Farming may not be the first thing that comes to mind when Canadians think about technology, but because of this country’s harsh climate, rugged and vast land, Canada has developed a reputation for producing high-quality, leading edge agricultural equipment that is second to none globally.
It’s a story of dedication, innovation and adaptability that has helped Canadian farmers excel, putting the agricultural sector in a position to significantly contribute to the federal government’s goals of driving 21st century economic growth through new technology and export.
The nearly 300 producers of specialized farm equipment and key suppliers represented by the Agricultural Manufacturers of Canada (AMC) welcome the federal government’s investment in the Protein Industries Canada (PIC) supercluster, part of Ottawa’s effort to help turbo-charge the economy by creating centres of innovation across the country.
The mandate of the pan-Prairie PIC, with its 60-plus partners, is summarized as “Unleashing the Potential of Canadian Crops” to capture the massive export-market opportunity for agricultural products.

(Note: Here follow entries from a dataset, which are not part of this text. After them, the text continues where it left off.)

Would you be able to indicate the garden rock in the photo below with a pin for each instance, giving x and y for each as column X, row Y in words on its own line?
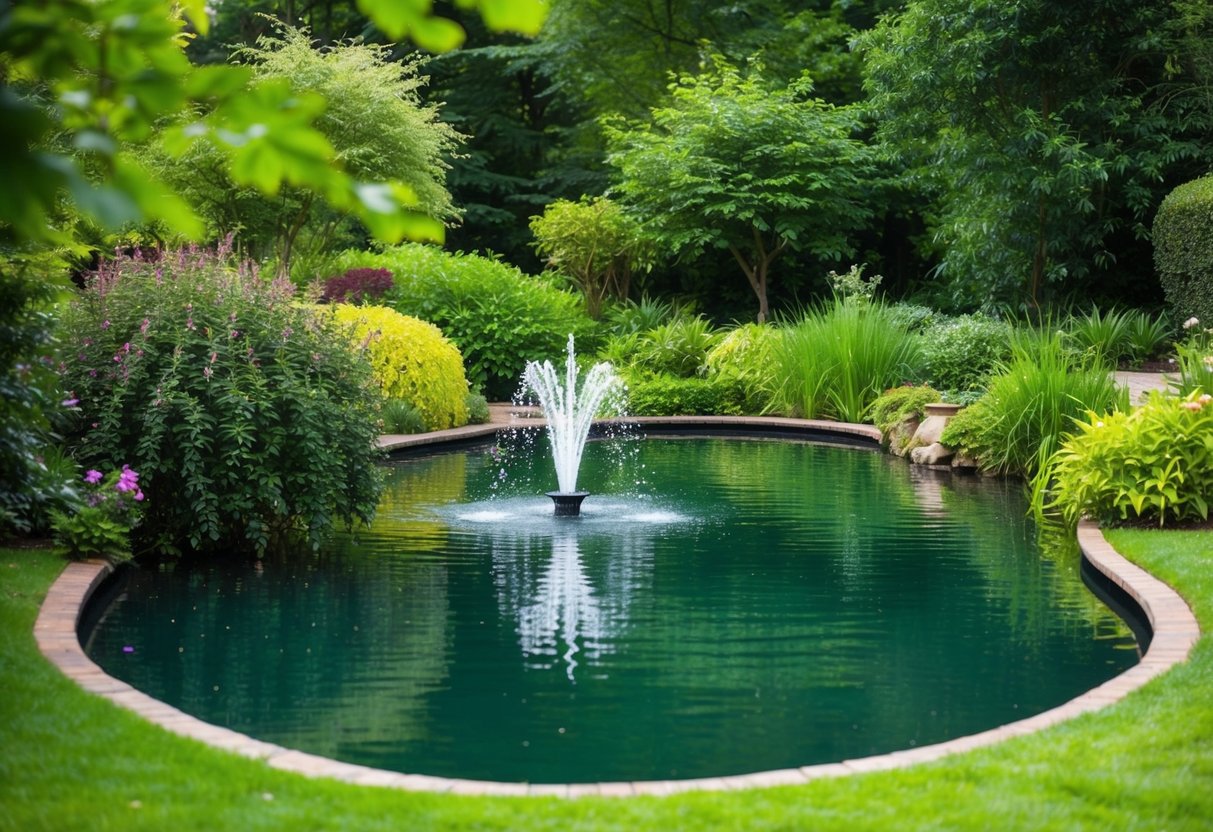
column 933, row 454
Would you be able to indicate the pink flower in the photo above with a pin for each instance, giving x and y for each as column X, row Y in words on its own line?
column 127, row 480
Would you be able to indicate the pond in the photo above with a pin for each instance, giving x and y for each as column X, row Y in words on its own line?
column 722, row 607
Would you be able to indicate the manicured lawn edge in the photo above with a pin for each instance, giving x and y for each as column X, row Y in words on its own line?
column 1174, row 633
column 73, row 761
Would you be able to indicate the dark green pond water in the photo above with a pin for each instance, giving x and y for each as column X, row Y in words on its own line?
column 747, row 605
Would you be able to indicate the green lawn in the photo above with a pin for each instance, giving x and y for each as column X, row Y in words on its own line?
column 69, row 761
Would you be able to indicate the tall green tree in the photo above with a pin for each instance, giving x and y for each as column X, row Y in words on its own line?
column 1031, row 130
column 734, row 165
column 375, row 121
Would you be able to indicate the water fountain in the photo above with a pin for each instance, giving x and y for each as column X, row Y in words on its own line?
column 569, row 415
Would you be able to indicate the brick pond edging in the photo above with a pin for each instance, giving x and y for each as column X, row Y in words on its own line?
column 1174, row 634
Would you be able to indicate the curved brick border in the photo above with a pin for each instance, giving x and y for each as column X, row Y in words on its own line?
column 1174, row 634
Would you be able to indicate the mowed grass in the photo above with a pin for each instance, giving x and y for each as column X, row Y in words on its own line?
column 70, row 761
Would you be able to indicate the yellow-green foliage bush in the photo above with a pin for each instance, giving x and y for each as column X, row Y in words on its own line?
column 413, row 360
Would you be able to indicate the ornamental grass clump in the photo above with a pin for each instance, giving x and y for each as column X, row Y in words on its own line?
column 1152, row 463
column 1031, row 405
column 250, row 417
column 838, row 358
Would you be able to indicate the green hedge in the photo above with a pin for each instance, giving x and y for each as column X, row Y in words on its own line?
column 1183, row 250
column 496, row 315
column 671, row 395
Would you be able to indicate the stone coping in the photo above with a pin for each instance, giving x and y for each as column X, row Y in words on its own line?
column 525, row 417
column 1174, row 634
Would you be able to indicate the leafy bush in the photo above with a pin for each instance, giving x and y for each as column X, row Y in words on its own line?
column 899, row 404
column 29, row 403
column 960, row 353
column 1103, row 336
column 248, row 416
column 402, row 416
column 411, row 360
column 672, row 395
column 1146, row 336
column 357, row 286
column 1152, row 462
column 1183, row 249
column 746, row 354
column 496, row 315
column 478, row 409
column 1030, row 406
column 593, row 243
column 838, row 358
column 100, row 522
column 676, row 348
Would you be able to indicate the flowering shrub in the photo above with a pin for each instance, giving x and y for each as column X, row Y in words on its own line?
column 29, row 400
column 249, row 416
column 102, row 520
column 1152, row 462
column 413, row 362
column 962, row 353
column 357, row 286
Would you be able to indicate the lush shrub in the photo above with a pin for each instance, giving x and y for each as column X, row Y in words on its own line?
column 1152, row 462
column 672, row 395
column 899, row 404
column 746, row 354
column 1100, row 336
column 838, row 358
column 402, row 416
column 411, row 362
column 1030, row 406
column 30, row 402
column 1183, row 249
column 594, row 244
column 496, row 315
column 357, row 286
column 248, row 416
column 100, row 522
column 478, row 409
column 960, row 353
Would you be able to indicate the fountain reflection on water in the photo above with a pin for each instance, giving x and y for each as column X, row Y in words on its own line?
column 570, row 414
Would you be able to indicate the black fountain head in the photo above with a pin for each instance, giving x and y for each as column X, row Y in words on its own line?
column 568, row 503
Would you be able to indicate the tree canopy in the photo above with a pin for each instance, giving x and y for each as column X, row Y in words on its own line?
column 732, row 164
column 1035, row 131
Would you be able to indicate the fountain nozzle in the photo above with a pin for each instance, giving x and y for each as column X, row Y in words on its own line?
column 568, row 503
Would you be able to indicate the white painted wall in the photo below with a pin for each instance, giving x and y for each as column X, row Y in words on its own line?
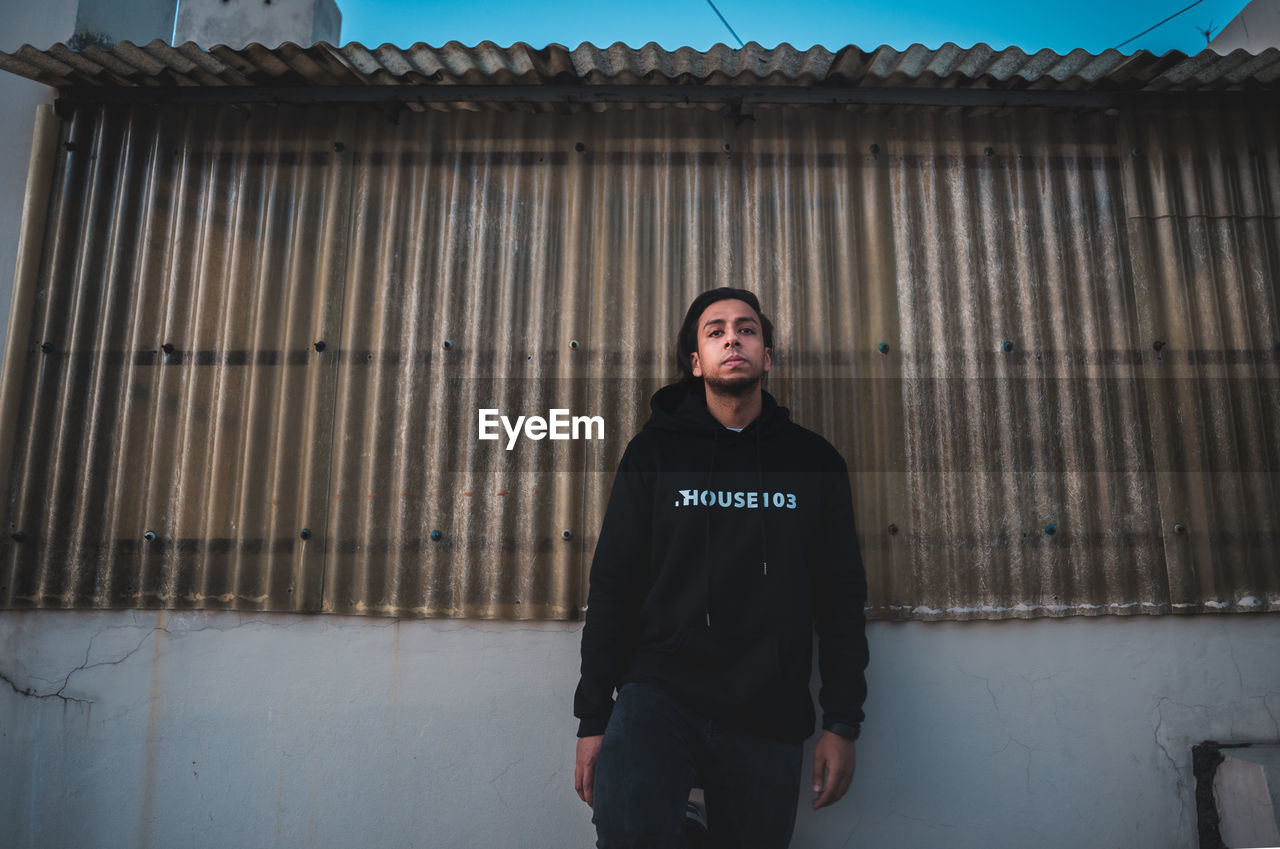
column 268, row 22
column 154, row 729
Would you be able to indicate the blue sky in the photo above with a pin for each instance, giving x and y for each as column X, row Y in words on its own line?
column 1093, row 24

Innovative farm equipment vital for growing food
Innovative long before the term was widely used, AMC member companies have a special interest in promoting productivity, competitive development and global sales opportunities.
These entrepreneurs have shaped agricultural practices and, in many respects, created the opportunity for rapid European settlement starting in the late 1800s. Central to this evolution was the need to come up with new agricultural machinery capable of meeting the challenges of the Canadian climate and specific regional growing conditions.
This drive for innovation propelled Canadian manufacturers of farm equipment to become global leaders in the development and production of high quality, durable and cutting-edge machinery.
A global success story
Today, Canadian-made farm equipment is among the highest quality and most sought-out in the world. In 2016, Canadian agricultural equipment manufacturers exported more than $1.8-billion in agricultural implements to 151 countries, including mainly the U.S. but also Australia, Russia, China, Chile, Germany, Brazil and New Zealand.
Given this record, it’s not surprising that our members see themselves as key contributors to the federal government’s campaign to maximize the country’s long-term economic potential by making innovation an over-arching goal of national policies and investment priorities and increasing Canada’s exports of agri-food and agricultural products to at least $75-billion from the current $56-billion by 2025.
The government’s effort to enlist entrepreneurs, investors, researchers, manufacturers and others in an unprecedented drive for transformative economic innovation could not come at a more important time.
As in other sectors, the digital revolution portends widespread change in farming techniques, agricultural science and machinery. The investments the federal government is making through the Supercluster program will help speed our member companies’ responses to these technological developments by enabling the research and development activity that is essential to taking advantage of today’s new opportunities in a shorter time frame. Investments like those in the PIC supercluster strengthens Canada’s comparative advantage to produce safe food in a sustainable manner. This leadership is vital at a time when digital technology is changing farming but also relative to the billions of dollars developing countries are spending to modernize their agriculture industry.
Yet having the right seed and inputs is not enough and this is where Canada is different from other countries. Farmers need to have the right equipment to be able to leverage the opportunities of better seeds, inputs and overall farm operations. With agriculture, there is no doubt that the ability to produce specially-adapted, top-of-the line equipment will continue to be a crucial determinant in the sector’s ability to fulfill the all-important objectives outlined by the federal government of sustainable development and heightened global competitiveness.
Meeting the challenges
Whether it’s technological advances, artificial intelligence or new data applications, AMC’s member companies possess the experience, forward-looking strategies and business acumen to produce the equipment that can make a difference as Canadians work together to develop new ways to deliver tomorrow’s food—at home and around the world.
After all, this mandate has been part of the daily outlook for AMC member companies going back many decades. Because of the harsh growing conditions in Canada, the unique needs of farmers and Canada’s export imperative, the makers of specialized farm machinery in this country have always managed to meet the challenge and excel in what Innovation Minister Navdeep Bains calls “the global innovation race.”
Leah Olson is president of the Agricultural Manufacturers of Canada.